While many details of Morello’s life are documented, a number of major puzzles remain. The precise nature of the working relationship between Morello and infamous Black Hander Ignazio Lupo is in doubt. The relationship between Morello and later crime boss Giuseppe “Joe the Boss” Masseria is similarly cloudy. Some historians have also been confused by Morello’s personal family history, by the appearance of a powerful Mafioso named Peter Morello in the Prohibition Era and by tales of an uptown abatoir in which the Morellos allegedly slaughtered their enemies.
I will attempt, as best I can, to resolve these issues here. Some questions will certainly remain, but many can be put behind us. And I believe most of the rest will prove to be inconsequential. For the few stubborn issues that remain both important and unresolved, perhaps drawing attention to them here will help other investigators in their research.
Historical works often disagree on Morello’s birth date. Many sources point to 1870 as the probable year. But it is important to note that Mafia historians frequently draw information from each other. Eighteen-seventy may have started as someone’s educated guess and through repetition became regarded as fact. David Leon Chandler places Morello’s birth back in 1863 put provides little clue why he has done so.
In fact, official documents indicate Morello’s birth date was May 2, 1867. He was born to Calogero and Angela Piazza Morello in the Sicilian town of Corleone. (The town has a rich and colorful history, though it is now more widely known for its impact on the “Godfather” stories.)
A few years after the birth of Morello’s sister Maria, their father died. Angela Piazza later remarried. She and her husband Bernardo Terranova had at least three sons and three daughters.
Some Mafia historians have had some trouble tracking the number of Morello brothers and their ages. Allan May, among others, lists four brothers and two half-brothers. But May stumbles when he counts “Peter” as a blood brother of Giuseppe Morello. Peter was, in fact, the same person as Giuseppe. But more about that later.
Further confusion results from speculation that the Terranova boys were step-brothers rather than half-brothers of Morello.

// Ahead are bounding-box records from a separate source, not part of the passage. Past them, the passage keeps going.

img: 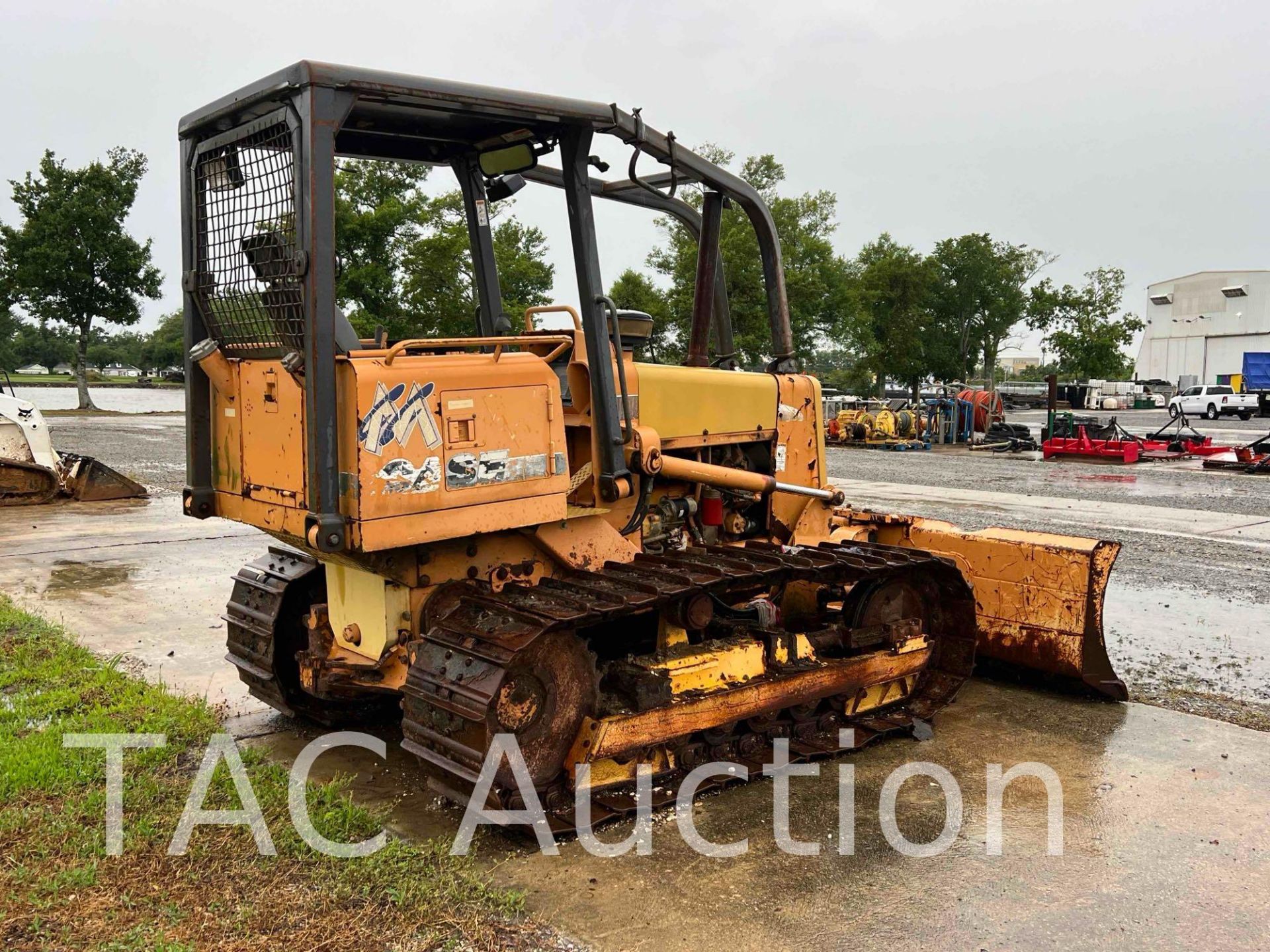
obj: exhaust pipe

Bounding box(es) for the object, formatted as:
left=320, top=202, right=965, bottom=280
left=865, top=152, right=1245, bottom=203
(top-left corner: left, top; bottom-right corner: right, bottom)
left=189, top=338, right=233, bottom=396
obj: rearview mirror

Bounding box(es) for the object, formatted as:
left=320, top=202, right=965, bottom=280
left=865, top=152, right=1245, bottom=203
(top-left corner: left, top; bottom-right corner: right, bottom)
left=479, top=142, right=538, bottom=179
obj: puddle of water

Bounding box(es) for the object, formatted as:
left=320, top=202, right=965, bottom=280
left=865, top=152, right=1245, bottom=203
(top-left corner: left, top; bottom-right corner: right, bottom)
left=14, top=387, right=185, bottom=414
left=1103, top=582, right=1270, bottom=702
left=44, top=559, right=137, bottom=599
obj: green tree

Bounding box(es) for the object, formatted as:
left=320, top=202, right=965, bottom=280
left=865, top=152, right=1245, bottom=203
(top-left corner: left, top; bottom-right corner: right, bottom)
left=648, top=145, right=847, bottom=367
left=335, top=161, right=554, bottom=338
left=931, top=233, right=1056, bottom=387
left=1027, top=268, right=1146, bottom=379
left=0, top=307, right=22, bottom=371
left=0, top=149, right=161, bottom=410
left=335, top=159, right=428, bottom=337
left=839, top=232, right=937, bottom=393
left=403, top=192, right=554, bottom=338
left=138, top=311, right=185, bottom=372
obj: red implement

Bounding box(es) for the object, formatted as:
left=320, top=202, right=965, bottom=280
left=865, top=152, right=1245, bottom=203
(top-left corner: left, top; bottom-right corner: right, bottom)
left=1040, top=425, right=1142, bottom=463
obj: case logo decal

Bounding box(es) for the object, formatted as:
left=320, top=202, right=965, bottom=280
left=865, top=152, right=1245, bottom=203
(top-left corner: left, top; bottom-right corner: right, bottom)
left=357, top=382, right=441, bottom=456
left=374, top=456, right=441, bottom=493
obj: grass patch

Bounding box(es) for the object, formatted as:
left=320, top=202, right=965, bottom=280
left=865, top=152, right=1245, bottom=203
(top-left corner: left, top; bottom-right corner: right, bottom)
left=0, top=595, right=540, bottom=952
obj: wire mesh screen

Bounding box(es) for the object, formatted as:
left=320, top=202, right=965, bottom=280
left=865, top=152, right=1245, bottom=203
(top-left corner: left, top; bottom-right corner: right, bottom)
left=194, top=122, right=305, bottom=357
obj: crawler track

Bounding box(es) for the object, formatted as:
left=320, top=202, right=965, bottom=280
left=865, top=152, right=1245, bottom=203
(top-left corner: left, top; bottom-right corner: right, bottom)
left=403, top=542, right=976, bottom=832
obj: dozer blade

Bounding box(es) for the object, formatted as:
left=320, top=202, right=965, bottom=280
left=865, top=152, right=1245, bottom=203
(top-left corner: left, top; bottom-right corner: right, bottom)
left=0, top=458, right=58, bottom=505
left=58, top=453, right=148, bottom=502
left=894, top=518, right=1129, bottom=701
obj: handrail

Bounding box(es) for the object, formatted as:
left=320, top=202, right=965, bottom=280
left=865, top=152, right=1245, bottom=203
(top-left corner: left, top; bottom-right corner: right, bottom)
left=373, top=334, right=573, bottom=367
left=525, top=305, right=581, bottom=330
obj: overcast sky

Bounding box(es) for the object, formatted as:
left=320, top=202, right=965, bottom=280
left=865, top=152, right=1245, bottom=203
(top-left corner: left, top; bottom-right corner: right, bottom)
left=0, top=0, right=1270, bottom=353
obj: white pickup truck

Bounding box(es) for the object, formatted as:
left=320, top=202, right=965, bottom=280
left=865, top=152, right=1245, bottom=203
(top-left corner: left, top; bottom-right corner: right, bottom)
left=1168, top=383, right=1257, bottom=420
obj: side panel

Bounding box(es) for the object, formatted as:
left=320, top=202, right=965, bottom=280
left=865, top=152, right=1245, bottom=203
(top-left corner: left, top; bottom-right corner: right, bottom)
left=772, top=373, right=827, bottom=541
left=237, top=360, right=306, bottom=506
left=632, top=363, right=776, bottom=442
left=341, top=354, right=569, bottom=551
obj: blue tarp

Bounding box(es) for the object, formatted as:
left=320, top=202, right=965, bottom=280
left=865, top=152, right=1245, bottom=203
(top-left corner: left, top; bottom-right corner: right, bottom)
left=1244, top=352, right=1270, bottom=389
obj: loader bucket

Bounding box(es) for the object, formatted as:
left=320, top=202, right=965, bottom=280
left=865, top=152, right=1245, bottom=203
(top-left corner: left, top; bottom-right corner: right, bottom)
left=60, top=453, right=146, bottom=502
left=838, top=516, right=1129, bottom=701
left=0, top=458, right=58, bottom=506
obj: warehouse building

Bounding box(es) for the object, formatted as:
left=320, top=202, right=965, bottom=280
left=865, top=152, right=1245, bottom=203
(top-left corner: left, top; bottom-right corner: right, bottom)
left=1135, top=270, right=1270, bottom=383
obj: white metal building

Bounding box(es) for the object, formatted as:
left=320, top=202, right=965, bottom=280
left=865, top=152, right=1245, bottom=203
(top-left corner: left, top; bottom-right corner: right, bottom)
left=1135, top=270, right=1270, bottom=383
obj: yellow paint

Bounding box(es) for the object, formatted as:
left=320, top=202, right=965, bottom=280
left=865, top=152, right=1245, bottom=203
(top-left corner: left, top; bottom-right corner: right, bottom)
left=843, top=675, right=917, bottom=717
left=325, top=563, right=410, bottom=661
left=636, top=629, right=816, bottom=694
left=569, top=746, right=675, bottom=789
left=639, top=363, right=776, bottom=439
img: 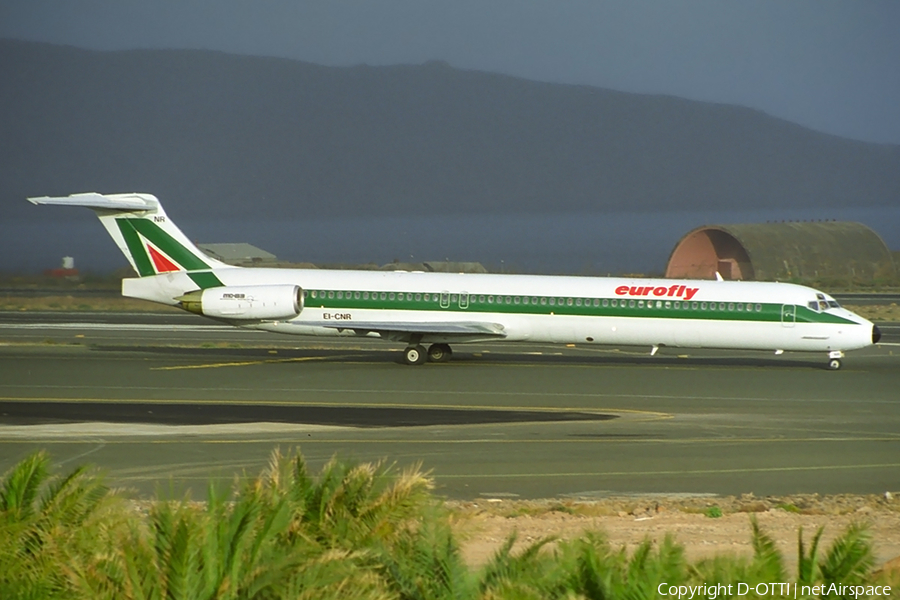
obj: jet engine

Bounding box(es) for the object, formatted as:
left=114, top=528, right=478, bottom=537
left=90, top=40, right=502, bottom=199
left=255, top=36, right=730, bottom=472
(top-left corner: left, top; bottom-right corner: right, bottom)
left=175, top=285, right=303, bottom=321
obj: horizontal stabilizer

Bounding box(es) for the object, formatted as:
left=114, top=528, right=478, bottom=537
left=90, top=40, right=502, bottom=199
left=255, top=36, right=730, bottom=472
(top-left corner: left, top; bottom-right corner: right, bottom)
left=28, top=192, right=159, bottom=212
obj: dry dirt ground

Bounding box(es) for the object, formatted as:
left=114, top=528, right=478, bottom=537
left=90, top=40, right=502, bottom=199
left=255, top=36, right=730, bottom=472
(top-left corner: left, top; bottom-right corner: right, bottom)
left=448, top=493, right=900, bottom=574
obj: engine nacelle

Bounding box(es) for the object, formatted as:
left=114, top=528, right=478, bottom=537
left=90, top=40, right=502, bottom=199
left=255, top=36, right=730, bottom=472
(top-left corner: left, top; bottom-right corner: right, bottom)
left=176, top=285, right=303, bottom=321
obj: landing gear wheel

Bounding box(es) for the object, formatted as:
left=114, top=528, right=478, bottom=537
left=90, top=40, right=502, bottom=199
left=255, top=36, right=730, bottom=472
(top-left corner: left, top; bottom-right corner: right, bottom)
left=428, top=344, right=453, bottom=362
left=403, top=346, right=428, bottom=365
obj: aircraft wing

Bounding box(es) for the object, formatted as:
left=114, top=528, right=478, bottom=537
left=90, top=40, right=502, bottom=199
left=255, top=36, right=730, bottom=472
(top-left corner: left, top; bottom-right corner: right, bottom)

Birth records from Italy and immigration records in the United States show conclusively that Ciro, Vincenzo and Nicolas Terranova were half-brothers of Morello, as they were also born of Angela Piazza. Vincenzo was born in 1886. Ciro arrived a couple of years later. Nicholas was born in 1890. Morello’s half-sisters were Lucia, Salvatrice and Rosalia.

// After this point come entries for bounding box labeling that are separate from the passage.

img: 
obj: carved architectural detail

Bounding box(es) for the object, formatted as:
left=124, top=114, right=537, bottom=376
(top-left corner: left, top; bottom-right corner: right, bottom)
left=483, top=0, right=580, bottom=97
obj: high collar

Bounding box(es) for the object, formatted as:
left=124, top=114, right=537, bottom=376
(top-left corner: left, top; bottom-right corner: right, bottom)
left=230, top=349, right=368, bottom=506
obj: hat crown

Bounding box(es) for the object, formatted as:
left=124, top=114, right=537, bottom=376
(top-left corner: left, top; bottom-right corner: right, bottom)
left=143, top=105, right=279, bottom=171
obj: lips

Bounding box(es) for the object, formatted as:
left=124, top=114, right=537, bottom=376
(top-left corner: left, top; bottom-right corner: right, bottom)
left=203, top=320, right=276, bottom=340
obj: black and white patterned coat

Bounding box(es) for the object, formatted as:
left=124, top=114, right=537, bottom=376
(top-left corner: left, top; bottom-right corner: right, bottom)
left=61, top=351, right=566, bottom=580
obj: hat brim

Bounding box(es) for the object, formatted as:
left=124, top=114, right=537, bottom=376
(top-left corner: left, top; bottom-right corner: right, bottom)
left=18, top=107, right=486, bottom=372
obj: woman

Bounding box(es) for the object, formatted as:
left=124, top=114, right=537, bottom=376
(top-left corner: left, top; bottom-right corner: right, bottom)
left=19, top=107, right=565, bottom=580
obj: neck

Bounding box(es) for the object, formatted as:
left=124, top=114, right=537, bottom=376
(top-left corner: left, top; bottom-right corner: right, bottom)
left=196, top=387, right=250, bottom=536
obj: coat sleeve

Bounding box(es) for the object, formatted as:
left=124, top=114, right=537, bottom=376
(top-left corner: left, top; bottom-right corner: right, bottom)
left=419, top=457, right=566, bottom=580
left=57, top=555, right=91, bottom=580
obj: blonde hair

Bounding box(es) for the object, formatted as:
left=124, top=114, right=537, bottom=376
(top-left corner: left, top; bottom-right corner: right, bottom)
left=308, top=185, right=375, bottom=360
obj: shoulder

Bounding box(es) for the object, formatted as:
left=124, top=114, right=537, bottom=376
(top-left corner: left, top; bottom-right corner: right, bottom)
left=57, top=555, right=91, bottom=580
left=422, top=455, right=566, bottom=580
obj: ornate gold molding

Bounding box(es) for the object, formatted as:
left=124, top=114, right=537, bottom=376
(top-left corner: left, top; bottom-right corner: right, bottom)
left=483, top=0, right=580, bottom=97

Nicholas has been a particular problem for historians because he apparently used the Morello surname on business documents. When he was found murdered on a Brooklyn street in 1916, he was in possession of documents identifying him as Nicholas Morello. Police called Ciro Terranova to the scene. In his conversation with authorities, Terranova drew a distinction between Nicholas and his step-brother Giuseppe Morello. But authorities seemed not to pick up on that.
Another bothersome story relates to the deaths of Morello relatives named Antonio. Some sources indicate that Antonio was Morello’s father, shot down after a night of drunken gambling. Others say Antonio was an older brother murdered under similar circumstances. There is no evidence to support either claim. There seems to have been no one in the Morello family named Antonio.
The Morello-Terranova clan family entered the U.S. in spring of 1893. While the rest of his family is noted on the manifest of the S.S. Alsatia, Giuseppe Morello’s name does not appear there. It seems he entered the country under an assumed name.
After an initial landing in New York, they lived for a time in Louisiana and Texas before returning east.